極寒の地で無駄なことはできない。
バイオリンはロシア式の奏法が世界標準。
弓の持ち方が普及しているドイツ、フランスの持ち方とは異なり、ある面合理的な持ち方とされる。
今の西側だけでなく、第一次大戦のころにはドイツにも伝わり、たしかフレッシュがベルリンで本をまとめたのが1925年だったかと思う。
フレッシュの師匠のレオポルドアウアーが一躍有名になったのは、映像の普及からで、それより以前からモスクワ流の音楽教育は高度なものだったようだ。
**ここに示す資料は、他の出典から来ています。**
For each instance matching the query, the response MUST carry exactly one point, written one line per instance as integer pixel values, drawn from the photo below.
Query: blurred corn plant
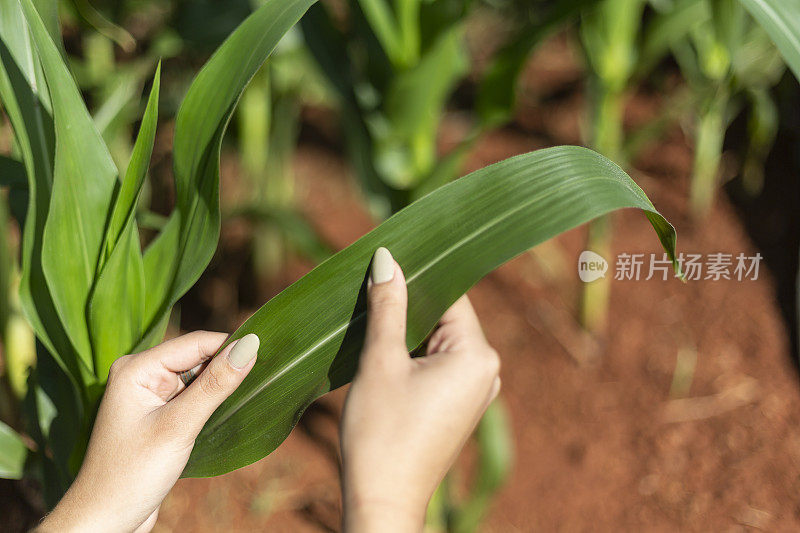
(394, 68)
(91, 293)
(268, 120)
(730, 63)
(610, 36)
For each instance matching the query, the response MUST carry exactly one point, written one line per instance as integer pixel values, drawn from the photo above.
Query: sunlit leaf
(311, 333)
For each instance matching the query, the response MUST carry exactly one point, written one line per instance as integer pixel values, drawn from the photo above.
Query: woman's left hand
(145, 430)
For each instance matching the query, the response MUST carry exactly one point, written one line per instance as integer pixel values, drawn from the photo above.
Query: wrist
(370, 514)
(70, 516)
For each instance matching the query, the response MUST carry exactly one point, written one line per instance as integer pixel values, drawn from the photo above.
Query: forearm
(371, 515)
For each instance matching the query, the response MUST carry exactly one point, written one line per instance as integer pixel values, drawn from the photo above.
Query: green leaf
(26, 99)
(781, 19)
(414, 105)
(125, 204)
(311, 333)
(117, 304)
(12, 453)
(180, 253)
(12, 173)
(384, 24)
(667, 28)
(84, 181)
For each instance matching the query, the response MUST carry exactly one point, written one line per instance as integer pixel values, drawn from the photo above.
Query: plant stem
(608, 140)
(709, 138)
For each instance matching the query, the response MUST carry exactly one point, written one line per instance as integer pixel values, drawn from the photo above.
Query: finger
(215, 383)
(148, 524)
(387, 300)
(462, 315)
(458, 327)
(187, 351)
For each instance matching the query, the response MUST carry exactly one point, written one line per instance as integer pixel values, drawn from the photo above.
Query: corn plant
(728, 61)
(91, 293)
(268, 120)
(610, 33)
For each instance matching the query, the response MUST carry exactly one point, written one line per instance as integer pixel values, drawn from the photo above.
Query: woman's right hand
(405, 420)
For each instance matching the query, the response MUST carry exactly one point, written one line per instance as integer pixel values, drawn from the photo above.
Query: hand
(405, 420)
(145, 430)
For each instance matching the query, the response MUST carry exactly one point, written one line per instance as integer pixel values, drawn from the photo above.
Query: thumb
(387, 299)
(214, 384)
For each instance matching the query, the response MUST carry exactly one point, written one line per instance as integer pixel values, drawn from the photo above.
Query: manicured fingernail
(382, 266)
(244, 350)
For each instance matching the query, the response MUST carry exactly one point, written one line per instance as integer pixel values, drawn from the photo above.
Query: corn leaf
(116, 307)
(12, 453)
(311, 333)
(84, 182)
(25, 97)
(174, 261)
(781, 19)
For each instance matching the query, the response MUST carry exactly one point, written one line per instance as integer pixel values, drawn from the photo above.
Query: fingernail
(244, 350)
(382, 266)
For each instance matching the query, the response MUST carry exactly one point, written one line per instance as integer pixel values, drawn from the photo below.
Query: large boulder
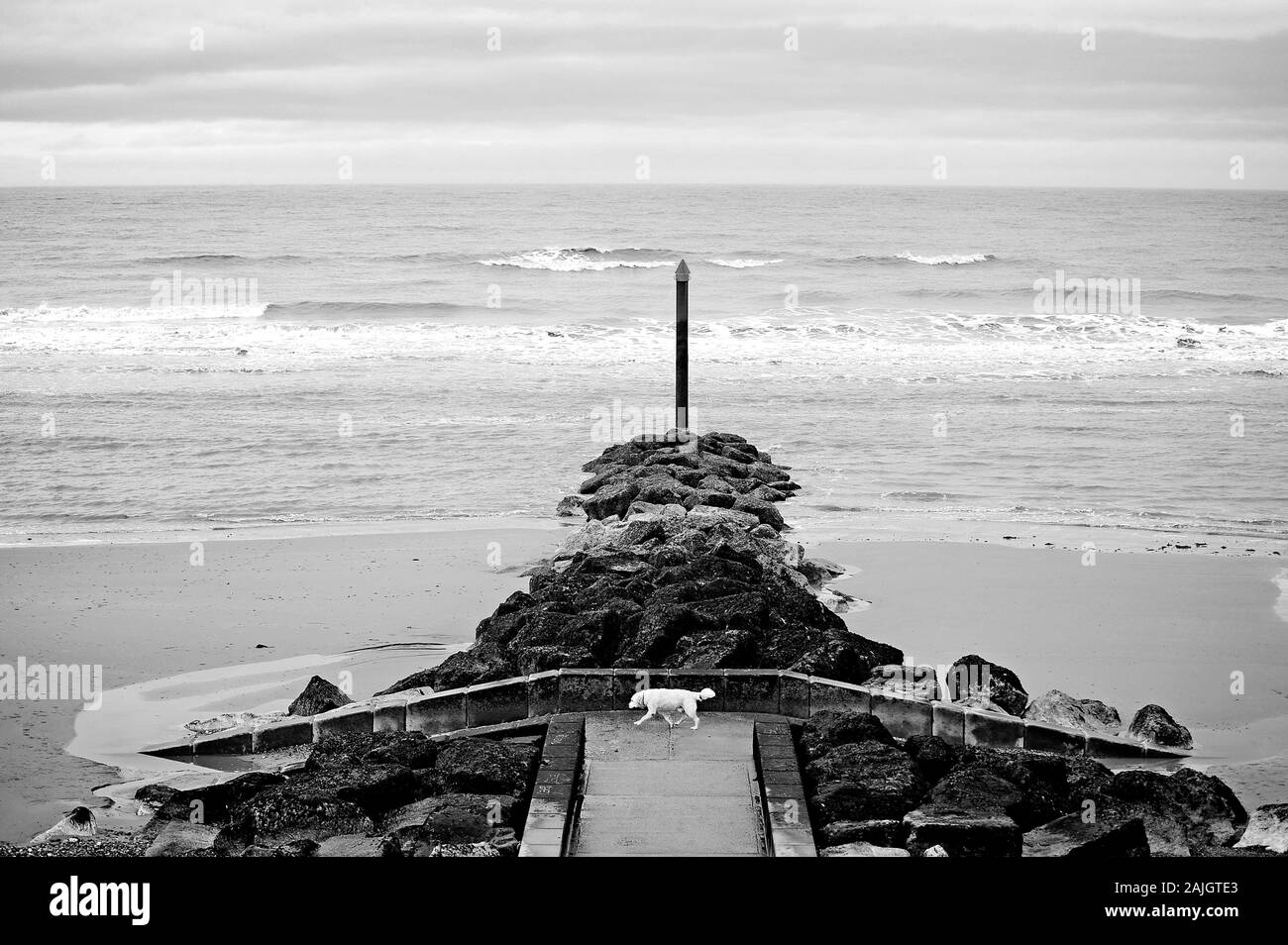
(318, 695)
(211, 803)
(831, 729)
(451, 819)
(1153, 725)
(906, 682)
(883, 833)
(183, 838)
(612, 499)
(356, 845)
(1085, 714)
(1185, 814)
(1073, 834)
(939, 829)
(863, 849)
(291, 812)
(973, 675)
(870, 781)
(934, 756)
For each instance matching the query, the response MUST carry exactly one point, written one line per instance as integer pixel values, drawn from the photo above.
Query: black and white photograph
(567, 429)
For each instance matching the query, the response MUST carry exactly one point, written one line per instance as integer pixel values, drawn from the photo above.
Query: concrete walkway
(658, 791)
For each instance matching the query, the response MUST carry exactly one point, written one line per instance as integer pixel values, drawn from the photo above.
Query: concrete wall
(782, 793)
(554, 791)
(768, 691)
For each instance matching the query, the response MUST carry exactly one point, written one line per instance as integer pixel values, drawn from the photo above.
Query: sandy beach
(375, 605)
(245, 630)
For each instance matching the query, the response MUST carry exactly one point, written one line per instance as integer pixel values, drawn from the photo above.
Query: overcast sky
(112, 91)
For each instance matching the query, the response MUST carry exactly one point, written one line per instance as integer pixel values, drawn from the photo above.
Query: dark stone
(610, 501)
(213, 802)
(318, 695)
(1154, 725)
(1185, 812)
(1083, 714)
(883, 833)
(932, 755)
(451, 819)
(974, 675)
(828, 730)
(482, 766)
(763, 510)
(1074, 836)
(411, 750)
(570, 505)
(961, 832)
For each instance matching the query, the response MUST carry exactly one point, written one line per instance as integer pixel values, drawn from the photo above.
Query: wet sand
(1171, 628)
(146, 614)
(179, 641)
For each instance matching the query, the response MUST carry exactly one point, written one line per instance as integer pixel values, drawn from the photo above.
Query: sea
(194, 358)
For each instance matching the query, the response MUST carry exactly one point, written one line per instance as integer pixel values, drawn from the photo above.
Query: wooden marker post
(682, 352)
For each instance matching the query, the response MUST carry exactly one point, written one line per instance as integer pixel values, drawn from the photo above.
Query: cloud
(278, 89)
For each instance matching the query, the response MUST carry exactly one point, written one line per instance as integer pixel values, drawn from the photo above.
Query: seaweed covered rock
(665, 574)
(483, 766)
(1154, 725)
(318, 695)
(870, 781)
(832, 729)
(1185, 814)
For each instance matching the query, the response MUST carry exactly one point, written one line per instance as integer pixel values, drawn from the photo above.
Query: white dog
(666, 700)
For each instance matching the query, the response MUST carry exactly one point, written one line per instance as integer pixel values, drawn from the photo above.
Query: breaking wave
(589, 259)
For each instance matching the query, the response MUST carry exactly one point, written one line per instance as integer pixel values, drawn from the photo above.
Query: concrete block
(768, 730)
(389, 713)
(295, 730)
(347, 720)
(544, 692)
(903, 717)
(231, 742)
(561, 793)
(697, 680)
(179, 748)
(1041, 737)
(962, 833)
(492, 703)
(438, 712)
(546, 808)
(585, 690)
(837, 696)
(995, 730)
(948, 722)
(794, 694)
(1107, 747)
(751, 690)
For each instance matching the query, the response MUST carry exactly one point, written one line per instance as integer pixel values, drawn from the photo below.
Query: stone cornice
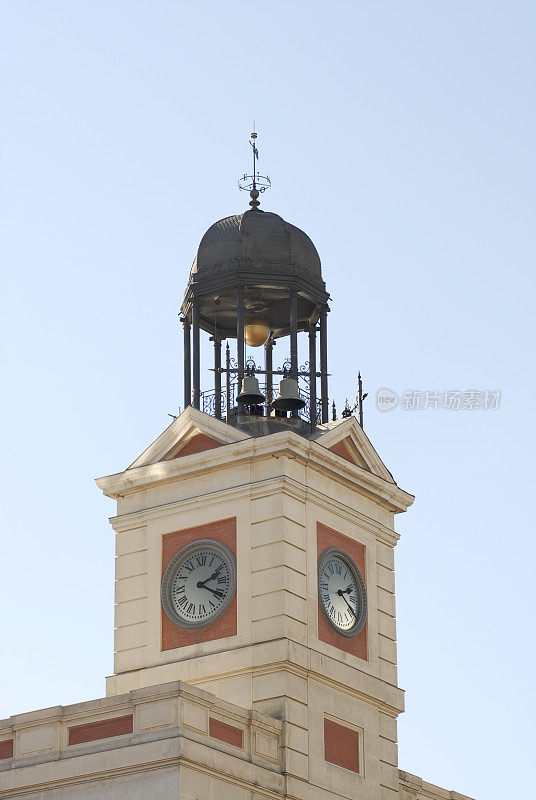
(282, 444)
(265, 488)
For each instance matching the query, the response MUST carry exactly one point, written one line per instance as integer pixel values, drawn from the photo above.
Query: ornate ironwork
(208, 399)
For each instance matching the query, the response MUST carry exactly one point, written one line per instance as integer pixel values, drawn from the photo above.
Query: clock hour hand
(201, 584)
(341, 593)
(215, 592)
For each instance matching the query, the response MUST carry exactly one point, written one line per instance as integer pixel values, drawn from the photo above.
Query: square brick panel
(173, 636)
(6, 748)
(225, 733)
(103, 729)
(341, 745)
(356, 645)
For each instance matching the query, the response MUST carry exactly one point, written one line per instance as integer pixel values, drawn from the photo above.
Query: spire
(255, 183)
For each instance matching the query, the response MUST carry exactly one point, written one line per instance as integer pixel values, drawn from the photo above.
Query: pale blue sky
(400, 137)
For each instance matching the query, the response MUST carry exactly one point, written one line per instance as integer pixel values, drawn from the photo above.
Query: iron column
(324, 363)
(240, 339)
(312, 373)
(217, 377)
(187, 363)
(196, 354)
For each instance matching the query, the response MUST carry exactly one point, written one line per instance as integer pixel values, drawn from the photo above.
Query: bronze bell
(250, 394)
(288, 398)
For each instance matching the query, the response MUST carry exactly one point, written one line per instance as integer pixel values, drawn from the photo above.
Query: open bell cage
(255, 309)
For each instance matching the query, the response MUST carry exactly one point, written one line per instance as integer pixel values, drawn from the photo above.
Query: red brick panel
(6, 748)
(225, 733)
(341, 745)
(356, 645)
(104, 729)
(341, 449)
(198, 444)
(224, 531)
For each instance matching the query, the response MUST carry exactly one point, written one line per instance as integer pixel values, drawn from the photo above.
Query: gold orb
(256, 331)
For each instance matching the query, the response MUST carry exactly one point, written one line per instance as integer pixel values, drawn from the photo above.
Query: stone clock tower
(255, 637)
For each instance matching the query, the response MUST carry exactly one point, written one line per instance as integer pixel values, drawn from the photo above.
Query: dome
(258, 241)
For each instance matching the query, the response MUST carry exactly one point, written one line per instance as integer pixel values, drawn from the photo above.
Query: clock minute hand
(341, 593)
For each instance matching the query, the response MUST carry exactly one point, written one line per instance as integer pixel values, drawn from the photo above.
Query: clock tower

今の欧米で活躍中の教師ザハールブロンら超一流は、モスクワ流なのだから、バイオリン弾きたちは、一目置かざるを得ない。チャイコフスキーたちは西側に遊学したが、もともとモスクワ留学にはとても価値もステイタスもあった。
フレッシュの音階をやらないバイオリン弾きはモグリだから、マスコミでとりあげられているのを見かけるが、プーチンに抗議するバイオリン弾きたちは、おそらく内心とても複雑だ。
大戦、革命、動乱、紛争で、多くの演奏家が亡命、逃亡、移住している。
また、大変な状況になり、生き延びて才能を役立てられるとよいなと、極東から祈るしかない。
どこの国籍の演奏家であれ、どんな政治思想であれ。